Saturday 28 October 2023

Sunak, the Sorcerer's Apprentice

Sunak is starting to look like the sorcerer's apprentice. Struggling to limit the damage he has created by summoning up forces he cannot control and doesn't understand, he is working harder and harder but achieving less and less. He seems to spend all his time rushing hither and thither - usually by private jet, as befits the richest prime minister in British history - making reassuring noises about 'doing the right thing' or denying the government is in crisis as the latest MP to become embroiled in some scandal or other is exposed in the press.

But does anybody actually know what he is doing to even start to address Britain's myriad problems? He can't be waiting for the Sorcerer himself to turn up and wave a magic wand although that is precisely what he seems to be doing.

His latest announcement is about removing the cap on bankers' bonuses, something which he can do apparently without parliamentary approval but which is hardly calculated to help win over the average voter or the struggling foodbank user. And there are many more of those than there are bankers in The City.

As far as I can see, virtually the only issue that the cabinet is really interested in is getting the tiny number of migrants crossing the Channel down by making life as uncomfortable as possible for those who have made it here in the last few years. It has become an obsession, akin to OCD. The Public Accounts Committee has just released a report damning "the Home Office’s failure to process asylum claims efficiently" which has "led to unacceptable costs to the taxpayer." 

Worse, they say, "No credible plan exists to end the use of hotels to accommodate people waiting for a decision."  I don't think credible plans about anything exist anywhere in Whitehall.

The NHS is soon to see a waiting list of eight million, and the Home Office has admitted the immigration visa regime isn't working and they are now thinking of new ways to stop businesses from hiring foreign workers.
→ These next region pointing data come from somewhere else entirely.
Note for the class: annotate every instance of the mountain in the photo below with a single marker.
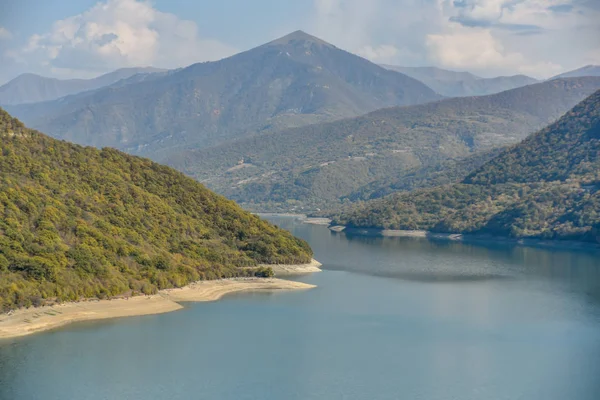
(320, 165)
(460, 84)
(31, 88)
(442, 173)
(547, 187)
(80, 222)
(589, 70)
(292, 81)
Is that helping or hindering the economy?  

Since 2010, the Tory party has slid downhill and is still going. All they've done in thirteen years is cut budgets, services, infrastructure spending, farm subsidies, and just about everything else except ministerial perks and salaries.

So, when I read an article in The Guardian by Martin Kettle: Sunak’s shambolic government is achieving nothing. Must Britain really wait 15 months to throw it out? I must say I wholeheartedly agree with it.  Sadly we are going to have to wait a bit longer.

Sunak's problems begin and end with Brexit. This is the uncontrollable force he helped summon up in 2016 and neither he nor anyone else knows how to exploit it, subdue it, or kill it. He can't take advantage of the extra freedom to legislate because of the damage it would do to trade with our greatest trading partner and to the NI border issue which is still like an open, weeping sore for many unionists.

But admitting it would be to admit Brexit itself was a mistake and he can't do that either, it would be curtains for him politically. 

It's alright for the Faragistas to shout from the sidelines about cutting taxes (utterly impossible) and regulations but Sunak isn't entirely stupid - unlike Boris Johnson who is - and he is presumably hearing from financial organisations, FTSE companies, SMEs, lobby groups, trade bodies and everybody who earns a living by exporting that diverging is a thoroughly bad idea. Hence the paralysis.

He can't take things forward and he doesn't have the courage to explain to his Brexit-supporting party why he can't. 

There are no plans to actively diverge as far as I can see despite Sunak boasting last year about scrapping thousands of EU laws. But as the EU legislates and we don't Britain is passively diverging anyway making trade with Europe increasingly difficult and costly and creating a bigger barrier at the Irish Sea border.

It's hard to see what Sunak can do. He is a prisoner of his own party's right wing and their Brexit ideology.

I see GB News has made a big splash about Boris Johnson joining them, no doubt at great expense. Anybody who thinks he has anything of value to say deserves all they are about to get. In any case from what I read of the Covid inquiry, they would be better off employing Carrie. It was she apparently who was running the government when BoJo was PM.